David Eisenhower became a member of the August National Club in 1948. Prior to becoming president he managed to visit the course five different times.
Ike loved golf. Estimations go as high as 800 regarding the number of rounds of golf Eisenhower played during his eight years in office visiting various courses. Some of those rounds were played during the 29 visits he made to Augusta National. a Golf Digest article advises President Eisenhower loved golf so much he installed a putting green on the south lawn of the White House and during inclement weather he hit long irons into a net in the basement.
With the help of donations from club members a cabin was built for Eisenhower on the grounds of Augusta National in 1953 for a cost of $70,000. However, your idea of a cabin, my idea of a cabin, and Augusta National’s idea of cabin are totally different things. The Eisenhower cabin is a house as seen in the image here. The cabin was built to the specifications of the Secret Service and has an entire lower floor where agents resided when Eisenhower visited Augusta. The cabin served as the first real home President Eisenhower had known since graduating form West Point in 1915 and entering the army. When the President wasn’t visiting the cabin, it was used by other club members.
Accommodations were also made for the President to complete his business affairs—-the business of the nation—in an office that was provided for him over the club’s pro shop. In fact, it has been reported that the “Eisenhower Doctrine,” where America announced it would use force in the Middle East, was announced within a fairway wood of the first tee. Today Eisenhower’s own cracker barrel sits in the Augusta National Pro Shop. The wood used for the barrel was once part of the White House roof.

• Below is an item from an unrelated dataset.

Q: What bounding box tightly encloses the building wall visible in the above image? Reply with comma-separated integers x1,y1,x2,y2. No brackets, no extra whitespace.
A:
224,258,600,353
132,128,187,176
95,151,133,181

Sadly it was impossible for President Eisenhower to attend a Masters Tournament while he was president. It would have been too disruptive. However, he would usually show up on the following Monday to play a round with the winner. The same Golf Digest article I referenced above states Arnold Palmer remembered Ike as “a regular guy on the golf course and a regular guy period.”
Palmer also remembered Ike was a fierce competitor who fought for a $1 nassau bet as if he were hitting a beach in France. “When somebody conceded him a putt,” Palmer recalls, “there was no discussion. He picked up his ball and moved on fast.”

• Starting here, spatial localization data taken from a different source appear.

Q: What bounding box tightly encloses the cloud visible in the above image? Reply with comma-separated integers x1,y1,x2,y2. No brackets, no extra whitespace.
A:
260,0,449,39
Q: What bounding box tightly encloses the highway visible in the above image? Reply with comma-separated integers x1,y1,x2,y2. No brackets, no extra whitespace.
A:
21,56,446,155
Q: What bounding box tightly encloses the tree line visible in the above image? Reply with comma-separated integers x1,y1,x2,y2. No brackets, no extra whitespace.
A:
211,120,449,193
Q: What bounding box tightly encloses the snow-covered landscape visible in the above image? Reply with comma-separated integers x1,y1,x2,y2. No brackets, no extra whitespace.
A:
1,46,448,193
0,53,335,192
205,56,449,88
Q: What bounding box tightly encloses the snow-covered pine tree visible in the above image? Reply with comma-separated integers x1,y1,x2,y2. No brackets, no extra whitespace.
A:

At least once during the coverage for the Masters Tournament you will hear a reporter mention the Eisenhower Pine. The tree in question is a Loblolly Pine that stands 65 feet tall and is estimated to be at least 100 years old. It is located on the 17th hole, and is 210 yards from the Master’s tee.

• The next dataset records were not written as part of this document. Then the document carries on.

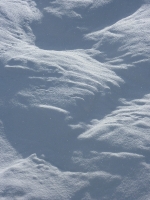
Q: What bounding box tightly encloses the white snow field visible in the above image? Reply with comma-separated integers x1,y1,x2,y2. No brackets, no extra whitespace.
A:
0,0,150,199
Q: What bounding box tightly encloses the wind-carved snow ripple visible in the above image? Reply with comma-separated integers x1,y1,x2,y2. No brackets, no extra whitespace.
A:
78,94,150,162
1,48,123,171
1,0,150,199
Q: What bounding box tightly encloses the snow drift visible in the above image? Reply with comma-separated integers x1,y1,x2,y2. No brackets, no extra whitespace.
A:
0,0,150,199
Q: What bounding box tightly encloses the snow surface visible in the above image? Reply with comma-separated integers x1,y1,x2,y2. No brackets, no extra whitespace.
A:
0,0,150,199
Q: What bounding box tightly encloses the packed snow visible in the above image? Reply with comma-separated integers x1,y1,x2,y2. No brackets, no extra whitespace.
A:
0,0,150,199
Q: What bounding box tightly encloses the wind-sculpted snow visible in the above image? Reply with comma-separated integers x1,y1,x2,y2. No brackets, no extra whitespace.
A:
85,3,150,63
0,0,150,199
32,0,142,50
78,94,150,152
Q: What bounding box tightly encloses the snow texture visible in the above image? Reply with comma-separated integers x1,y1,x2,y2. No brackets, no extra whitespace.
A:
0,0,150,199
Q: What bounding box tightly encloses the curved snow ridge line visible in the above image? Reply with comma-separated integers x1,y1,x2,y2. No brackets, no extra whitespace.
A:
0,153,120,180
0,154,55,175
85,3,150,63
78,94,150,152
99,151,145,158
4,64,32,70
36,104,69,114
4,48,123,91
44,0,112,18
28,154,121,181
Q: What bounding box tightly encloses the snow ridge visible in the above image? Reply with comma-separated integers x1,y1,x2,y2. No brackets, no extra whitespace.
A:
0,0,150,199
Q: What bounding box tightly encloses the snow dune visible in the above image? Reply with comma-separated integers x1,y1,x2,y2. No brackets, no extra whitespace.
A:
0,0,150,199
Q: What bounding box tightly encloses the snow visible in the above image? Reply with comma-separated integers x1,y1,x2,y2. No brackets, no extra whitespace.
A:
0,0,150,199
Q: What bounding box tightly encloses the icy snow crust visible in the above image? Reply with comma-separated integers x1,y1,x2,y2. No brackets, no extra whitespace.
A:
0,0,150,199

The tree and Eisenhower had quite a contentious relationship. The pine had a bad habit of getting in the President’s way. At a 1956 club meeting Eisenhower addressed the members in attendance and suggested the tree should be cut down. The Augusta National Club website advises that club president, Clifford Roberts, adjourned the meeting immediately instead of offending the President by rejecting his request outright. Citing Roberts Rules the club president ruled the President of the United States out of order.
Some of the changes to the Augusta National property President Eisenhower proposed were more positive, however. At one point Eisenhower mentioned he had found a perfect place to build a dam in order to form a fish pond. Today the dam is exactly where the President suggested, and the pond is referred to as Ike’s Pond.
One of the best stories concerning President Eisenhower at Augusta National is the time when the press corps was allowed to follow him on a full round of the course. At Rae’s Creek Ike hit two balls into the water. The President of the United States immediately stripped of his shoes and went after the errant golf balls. The reporters had a very rare moment on their hands, unfortunately I have yet to find a photograph of this moment online.